El muchacho devolvió el artículo al montón con las manos repentinamente temblorosas. Si aquel tal profesor Fitzgerald sabía algo al respecto, tendría que encontrar la manera de acercarse a él. Tal vez poniéndose cariñoso con su sobrina, proposición que, por otro lado, sonaba bastante genial. A no ser que aquella chica lo matara en un ataque de resentimiento. Sin duda parecía ser el tipo de muñeca capaz de hacer algo así. Sam sonrió al pensar en ello. Le gustaban los desafíos. Y estaba claro que aquella joven lo sería. Lo único que necesitaba era una forma de aproximarse.

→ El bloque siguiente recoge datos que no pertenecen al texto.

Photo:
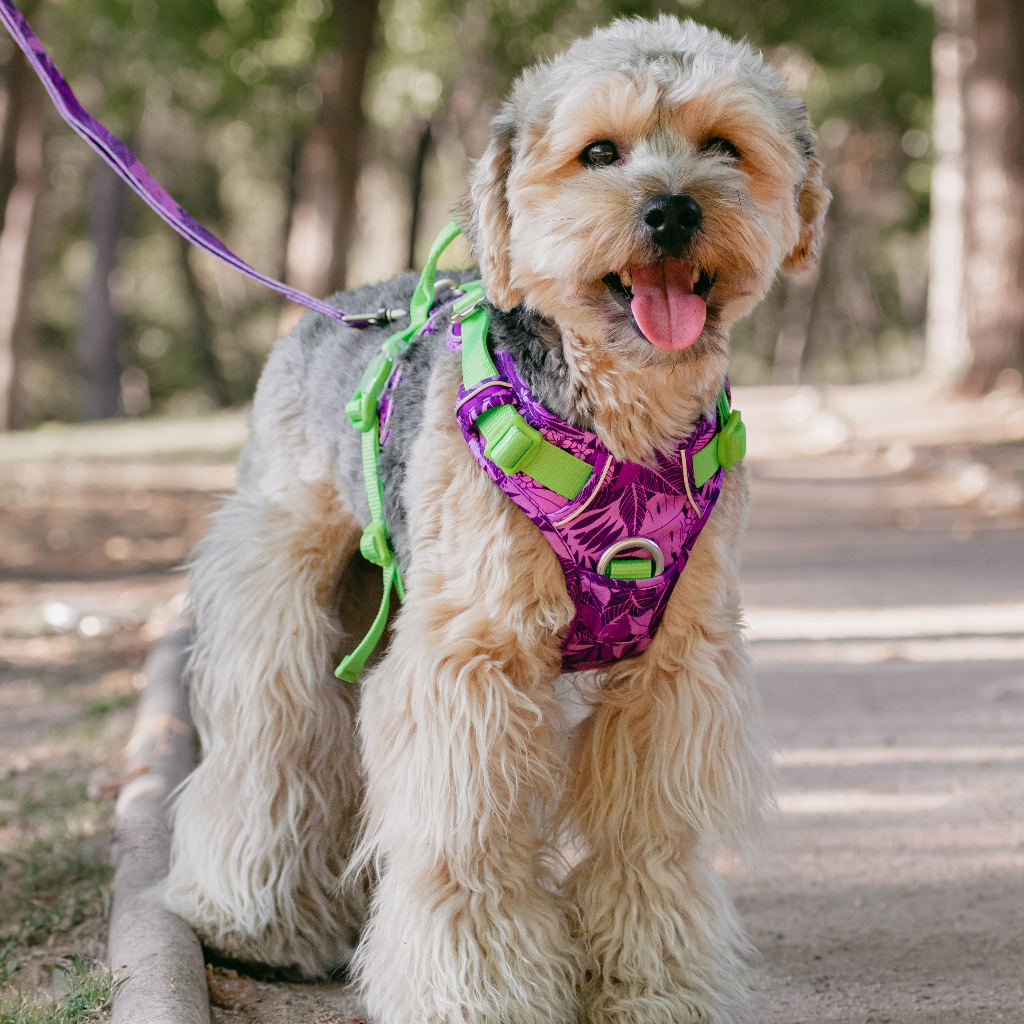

Las vislumbró colgadas en la pared de la sala de colecciones: DAGA Y VAINA CEREMONIALES MASÓNICAS DE LOS CABALLEROS TEMPLARIOS, PERTENECIENTE A CORNELIUS T. RATHBONE, M. 1855. «Esto debería bastar», pensó Sam, y se las guardó en la camisa. Dejó el museo tal como lo había encontrado. Al día siguiente, a aquella misma hora, tendría su chaqueta, y tal vez también una pequeña recompensa monetaria.